MicroPhage successfully completes beta trial for rapid MRSA test
21 January 2009
MicroPhage has announced that its new bacterial identification test
that rapidly identifies MRSA infections has concluded its first
multicenter clinical trial. The company also reported the trial results
have surpassed its early-stage performance expectations.
The beta-site study evaluated MicroPhage's prototype assay to identify
Staphylococcus aureus (staph) bacteria and determine
methicillin resistance (MRSA) or susceptibility (MSSA) in suspected
cases of bacteremia (bacteria in the blood).
The research precedes FDA-submission clinical studies, which are
scheduled to begin early this year. Beta sites included Johns Hopkins
University, Northshore University Healthcare (IL.), and the University
of Maryland Medical School. More information on the study is available
on the National Institute of Health's ClinicalTrials.gov website, study
According to Dr Drew Smith, Director, Research and Development at
MicroPhage, test performance at the three sites exceeded all study goals
and performed at or near FDA requirements in more than 700 clinical
samples. "Our prototype assay performed like a market-ready test for
identification of MRSA, producing excellent results with regard to
specificity," said Smith. "We are confident the final manufactured
product will be robust and meet the demands of the clinical laboratory
market and the scrutiny of the FDA." He added that the system is
expected to be available to US hospitals later this year.

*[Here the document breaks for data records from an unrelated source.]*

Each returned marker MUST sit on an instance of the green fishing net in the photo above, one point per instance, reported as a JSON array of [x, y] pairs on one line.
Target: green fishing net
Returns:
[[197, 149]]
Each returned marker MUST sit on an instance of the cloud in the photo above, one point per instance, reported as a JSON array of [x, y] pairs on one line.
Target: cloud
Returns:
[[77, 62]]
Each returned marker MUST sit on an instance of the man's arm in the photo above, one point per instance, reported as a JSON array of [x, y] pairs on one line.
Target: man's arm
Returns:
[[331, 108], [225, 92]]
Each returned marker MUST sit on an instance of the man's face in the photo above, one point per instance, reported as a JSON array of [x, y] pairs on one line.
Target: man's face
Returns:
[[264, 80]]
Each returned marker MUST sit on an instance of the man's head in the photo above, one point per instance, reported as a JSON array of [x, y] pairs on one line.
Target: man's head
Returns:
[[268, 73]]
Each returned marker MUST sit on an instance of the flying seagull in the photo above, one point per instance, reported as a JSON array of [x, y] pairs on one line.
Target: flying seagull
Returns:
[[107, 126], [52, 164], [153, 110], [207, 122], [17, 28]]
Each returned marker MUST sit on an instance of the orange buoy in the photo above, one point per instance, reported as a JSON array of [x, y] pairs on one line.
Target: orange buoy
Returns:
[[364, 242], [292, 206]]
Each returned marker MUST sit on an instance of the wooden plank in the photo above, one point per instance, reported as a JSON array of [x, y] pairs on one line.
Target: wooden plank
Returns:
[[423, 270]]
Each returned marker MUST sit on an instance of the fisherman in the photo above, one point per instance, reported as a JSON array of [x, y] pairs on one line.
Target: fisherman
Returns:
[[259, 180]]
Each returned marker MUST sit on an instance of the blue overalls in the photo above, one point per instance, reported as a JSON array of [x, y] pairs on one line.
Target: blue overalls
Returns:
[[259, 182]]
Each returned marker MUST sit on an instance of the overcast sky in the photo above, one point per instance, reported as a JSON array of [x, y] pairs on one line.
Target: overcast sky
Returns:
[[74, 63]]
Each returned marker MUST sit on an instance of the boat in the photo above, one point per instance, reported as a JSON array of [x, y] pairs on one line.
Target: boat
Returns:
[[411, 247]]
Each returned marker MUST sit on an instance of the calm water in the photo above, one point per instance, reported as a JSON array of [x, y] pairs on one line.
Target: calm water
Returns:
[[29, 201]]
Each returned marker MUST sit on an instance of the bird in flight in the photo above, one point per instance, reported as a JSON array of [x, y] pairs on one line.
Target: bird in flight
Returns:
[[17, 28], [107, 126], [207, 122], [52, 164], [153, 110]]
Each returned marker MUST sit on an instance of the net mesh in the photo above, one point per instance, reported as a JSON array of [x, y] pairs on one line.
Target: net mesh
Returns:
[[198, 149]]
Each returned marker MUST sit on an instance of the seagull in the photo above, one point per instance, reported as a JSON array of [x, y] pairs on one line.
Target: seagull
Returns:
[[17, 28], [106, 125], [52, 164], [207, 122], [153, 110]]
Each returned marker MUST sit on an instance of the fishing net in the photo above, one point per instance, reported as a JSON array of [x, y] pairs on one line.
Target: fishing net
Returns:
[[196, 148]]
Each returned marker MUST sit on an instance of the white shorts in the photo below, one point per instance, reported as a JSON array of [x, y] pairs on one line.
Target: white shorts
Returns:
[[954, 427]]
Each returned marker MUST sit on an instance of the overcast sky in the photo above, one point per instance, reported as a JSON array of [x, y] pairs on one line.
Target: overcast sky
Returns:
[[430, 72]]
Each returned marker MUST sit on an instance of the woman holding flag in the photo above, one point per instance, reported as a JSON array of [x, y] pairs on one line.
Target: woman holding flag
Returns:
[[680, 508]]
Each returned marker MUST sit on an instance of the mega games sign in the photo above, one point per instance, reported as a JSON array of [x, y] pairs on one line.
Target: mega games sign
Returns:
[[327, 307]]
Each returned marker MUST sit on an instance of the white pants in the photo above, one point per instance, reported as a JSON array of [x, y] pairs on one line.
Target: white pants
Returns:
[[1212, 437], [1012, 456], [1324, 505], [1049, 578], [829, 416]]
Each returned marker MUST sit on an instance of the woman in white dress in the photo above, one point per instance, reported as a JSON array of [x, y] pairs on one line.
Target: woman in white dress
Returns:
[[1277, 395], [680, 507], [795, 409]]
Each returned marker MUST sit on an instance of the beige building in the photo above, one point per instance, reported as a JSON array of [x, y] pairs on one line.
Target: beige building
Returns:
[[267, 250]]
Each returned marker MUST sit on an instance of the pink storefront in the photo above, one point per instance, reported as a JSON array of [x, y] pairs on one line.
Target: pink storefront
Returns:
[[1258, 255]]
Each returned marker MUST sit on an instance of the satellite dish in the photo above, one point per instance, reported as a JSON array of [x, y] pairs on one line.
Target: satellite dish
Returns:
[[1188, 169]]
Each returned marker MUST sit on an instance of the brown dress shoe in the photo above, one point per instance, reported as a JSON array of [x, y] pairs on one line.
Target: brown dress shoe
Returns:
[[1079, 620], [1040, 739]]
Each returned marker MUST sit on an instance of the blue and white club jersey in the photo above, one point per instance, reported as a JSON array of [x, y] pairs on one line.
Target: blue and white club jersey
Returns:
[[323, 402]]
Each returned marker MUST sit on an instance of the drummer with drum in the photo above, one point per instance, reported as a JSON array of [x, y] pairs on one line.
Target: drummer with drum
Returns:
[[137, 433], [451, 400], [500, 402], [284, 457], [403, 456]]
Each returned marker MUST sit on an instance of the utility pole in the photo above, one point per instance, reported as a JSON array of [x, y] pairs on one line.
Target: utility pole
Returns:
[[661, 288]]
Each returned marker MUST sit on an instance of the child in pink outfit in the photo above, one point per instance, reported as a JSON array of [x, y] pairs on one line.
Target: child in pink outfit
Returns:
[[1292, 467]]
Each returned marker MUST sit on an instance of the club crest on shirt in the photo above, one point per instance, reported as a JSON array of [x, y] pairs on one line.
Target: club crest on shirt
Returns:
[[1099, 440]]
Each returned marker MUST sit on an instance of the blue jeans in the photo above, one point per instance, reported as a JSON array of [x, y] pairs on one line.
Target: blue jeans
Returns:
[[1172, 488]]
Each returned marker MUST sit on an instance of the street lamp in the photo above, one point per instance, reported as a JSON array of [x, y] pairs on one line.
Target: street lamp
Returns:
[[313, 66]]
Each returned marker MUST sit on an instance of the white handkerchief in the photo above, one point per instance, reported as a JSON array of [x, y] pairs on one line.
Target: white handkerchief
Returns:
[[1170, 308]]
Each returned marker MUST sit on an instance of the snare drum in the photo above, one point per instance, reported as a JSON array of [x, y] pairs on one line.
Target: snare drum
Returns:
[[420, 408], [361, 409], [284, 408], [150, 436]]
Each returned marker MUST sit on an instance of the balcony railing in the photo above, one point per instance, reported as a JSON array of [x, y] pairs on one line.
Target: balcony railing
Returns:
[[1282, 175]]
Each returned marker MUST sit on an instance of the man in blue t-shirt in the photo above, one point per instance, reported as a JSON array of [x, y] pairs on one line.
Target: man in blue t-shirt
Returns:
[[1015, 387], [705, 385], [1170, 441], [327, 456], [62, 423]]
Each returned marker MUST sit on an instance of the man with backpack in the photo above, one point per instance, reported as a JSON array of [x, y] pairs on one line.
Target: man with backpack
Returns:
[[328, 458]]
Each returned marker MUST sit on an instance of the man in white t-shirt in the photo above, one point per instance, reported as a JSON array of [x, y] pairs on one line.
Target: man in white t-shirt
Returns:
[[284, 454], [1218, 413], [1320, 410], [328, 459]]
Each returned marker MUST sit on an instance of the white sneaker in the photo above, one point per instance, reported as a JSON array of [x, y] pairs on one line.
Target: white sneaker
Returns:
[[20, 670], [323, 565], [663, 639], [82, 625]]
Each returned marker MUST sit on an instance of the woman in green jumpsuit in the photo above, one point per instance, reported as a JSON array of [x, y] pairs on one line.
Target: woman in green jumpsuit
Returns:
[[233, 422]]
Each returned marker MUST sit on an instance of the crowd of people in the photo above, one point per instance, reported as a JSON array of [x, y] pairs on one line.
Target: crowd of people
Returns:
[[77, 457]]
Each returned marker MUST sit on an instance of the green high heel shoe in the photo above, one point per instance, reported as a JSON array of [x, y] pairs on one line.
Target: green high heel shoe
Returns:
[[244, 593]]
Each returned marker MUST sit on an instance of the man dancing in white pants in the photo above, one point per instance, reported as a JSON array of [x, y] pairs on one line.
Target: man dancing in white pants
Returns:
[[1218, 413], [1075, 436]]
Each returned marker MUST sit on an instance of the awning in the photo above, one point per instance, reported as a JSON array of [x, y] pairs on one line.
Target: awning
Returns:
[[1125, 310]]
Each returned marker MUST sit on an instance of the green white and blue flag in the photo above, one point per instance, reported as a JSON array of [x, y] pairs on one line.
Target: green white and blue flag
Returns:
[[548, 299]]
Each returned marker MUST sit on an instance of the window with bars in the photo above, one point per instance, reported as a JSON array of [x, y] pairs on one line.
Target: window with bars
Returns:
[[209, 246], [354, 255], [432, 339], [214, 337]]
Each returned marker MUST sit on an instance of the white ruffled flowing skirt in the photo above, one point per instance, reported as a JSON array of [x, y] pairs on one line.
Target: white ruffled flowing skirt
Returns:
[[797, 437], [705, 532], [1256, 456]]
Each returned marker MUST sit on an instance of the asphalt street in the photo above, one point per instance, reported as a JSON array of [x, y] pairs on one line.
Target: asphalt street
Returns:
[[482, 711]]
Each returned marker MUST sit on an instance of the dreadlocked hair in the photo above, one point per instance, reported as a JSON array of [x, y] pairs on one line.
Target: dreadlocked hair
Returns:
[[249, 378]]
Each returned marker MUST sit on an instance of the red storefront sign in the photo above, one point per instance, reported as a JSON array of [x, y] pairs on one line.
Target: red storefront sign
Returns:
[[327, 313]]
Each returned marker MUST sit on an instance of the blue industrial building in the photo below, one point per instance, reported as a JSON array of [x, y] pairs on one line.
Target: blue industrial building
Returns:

The field trials confirm previous performance studies reported in
October at the joint meeting of the Interscience Conference on
Antimicrobial Agents and Chemotherapy (ICAAC) and Infectious Disease
Society of America. That research showed the MicroPhage system provides
results in five hours versus up to 48 hours for culture testing methods,
and had an excellent detection rate for S. aureus bacteria of 93% while
also determining methicillin resistance or susceptibility at greater
than 98% reliability. Results of the beta trial were not available for
release, pending final analysis and publication.
The MicroPhage system requires no instrumentation and is composed of
two small reaction tubes for incubating blood-culture specimens. After
five hours, the incubated samples are added to two dipstick-like
detectors. One detector shows if the sample is infected with staph
bacteria and the other measures antibiotic susceptibility/resistance.
MicroPhage has adapted bacteriophage-amplification technology, a
natural biologic process, for identifying bacterial infections. 'Phages'
are bacteria-specific viruses that multiply aggressively when exposed to
target bacteria. In the detection process, reaction of the bacteriophage
proteins on the test strip indicates the sample is positive for staph
For susceptibility analysis, the organism in the sample is challenged
with an antibiotic. Because phages depend on host bacteria for growth,
any compound that kills or inhibits the microbe will stop phage growth.
Only resistant strains allow multiplication of phages and yield a
positive signal on the detector strip.